There have long been secrets buried deep in the southern Appalachians, covered in layers of shale and coal, lying beneath the ancient hills of the Cumberlands, and lurking in the shadow of the Smokies at the tail end of the mountainous spine that ripples down the East Coast. This land of the Cherokee gave way to treaties and settlers and land grants. Newcomers traversed the Cumberland Gap to establish small farms and big lives in a region where alternating ridges and valleys cradle newborn communities in the nooks and crannies of the earth. Isolated. Independent. Hidden.

In 1942, a new secret came to this part of the world. The earth trembled and shook and made way for an unprecedented alliance of military, industrial, and scientific forces, forces that combined to create the most powerful and controversial weapon known to mankind. This weapon released the power present in the great unseen of the time, unleashing the energy of the basic unit of matter known as the atom.

Author H. G. Wells might have called them Sun Snarers, the people who descended upon the valleys and ridges.

“And we know now that the atom, that once we thought hard and impenetrable, and indivisible and final and—lifeless—lifeless, is really a reservoir of immense energy . . . ,” Wells wrote in his 1914 book, The World Set Free. This lesser-known title by the War of the Worlds author describes the harnessing of the power of the nucleus: “And these atomic bombs which science burst upon the world that night were strange even to the men who used them.”

Wells wrote this long before the neutron was discovered, let alone fission, and his work began to popularize the phrase “atomic bombs” before those devices ever took form beyond the author’s pages. But years earlier, people in the mountains claim another prophet lay on the ground, overcome with visions of a project that would bring the snaring of the sun to the hills of Tennessee.

They say a prophet foretold it.

A general oversaw it.

And a team of the world’s greatest scientific minds was tasked with making it all come together.

But it was the others, the great and often unseen, who made the visions of the Prophet and the plans of the General and the theories of the scientists a reality.
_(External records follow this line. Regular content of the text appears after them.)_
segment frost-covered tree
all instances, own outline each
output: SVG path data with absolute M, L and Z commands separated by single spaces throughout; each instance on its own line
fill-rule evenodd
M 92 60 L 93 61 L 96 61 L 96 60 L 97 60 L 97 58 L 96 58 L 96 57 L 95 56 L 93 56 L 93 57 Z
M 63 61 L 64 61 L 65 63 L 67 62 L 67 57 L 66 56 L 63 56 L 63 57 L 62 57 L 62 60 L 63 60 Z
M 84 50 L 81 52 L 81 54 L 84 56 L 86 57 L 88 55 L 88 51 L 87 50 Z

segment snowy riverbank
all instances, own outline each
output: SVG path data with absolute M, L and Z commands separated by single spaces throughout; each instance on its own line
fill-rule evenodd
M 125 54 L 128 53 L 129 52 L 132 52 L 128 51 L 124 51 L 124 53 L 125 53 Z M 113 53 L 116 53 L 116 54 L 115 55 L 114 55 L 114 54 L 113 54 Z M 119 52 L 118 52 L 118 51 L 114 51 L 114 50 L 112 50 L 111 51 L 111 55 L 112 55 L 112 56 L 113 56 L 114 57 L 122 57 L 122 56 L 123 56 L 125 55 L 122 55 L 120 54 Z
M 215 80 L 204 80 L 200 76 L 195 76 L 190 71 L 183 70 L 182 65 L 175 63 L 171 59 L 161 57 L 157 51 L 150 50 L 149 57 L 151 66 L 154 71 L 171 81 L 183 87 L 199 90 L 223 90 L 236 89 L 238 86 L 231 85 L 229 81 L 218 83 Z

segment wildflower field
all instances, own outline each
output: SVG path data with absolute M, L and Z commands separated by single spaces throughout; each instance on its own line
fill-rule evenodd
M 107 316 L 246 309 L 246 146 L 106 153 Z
Tens of thousands of individuals—some still reeling from the Depression, others gripped by anxiety and fear as loved ones fought overseas in the most devastating war any of them had known—worked around the clock on this project, the details of which were not explained. For the young adventurers, male and female, who traveled to Oak Ridge, Tennessee, during World War II, doing their part meant living and working in a secret city, a place created from the ground up for one reason and one reason only—to enrich uranium for the world’s first atomic bomb used in combat.

Roots have always run deep here. They were dug up and scattered when the strangers with the project came to the foothills of the Cumberlands, but the newcomers, too, could not resist the pull of the earth and dug their own roots down deep into the Tennessee clay, soaked by mountain rain and baked by a thousand suns. Permanent. Enduring.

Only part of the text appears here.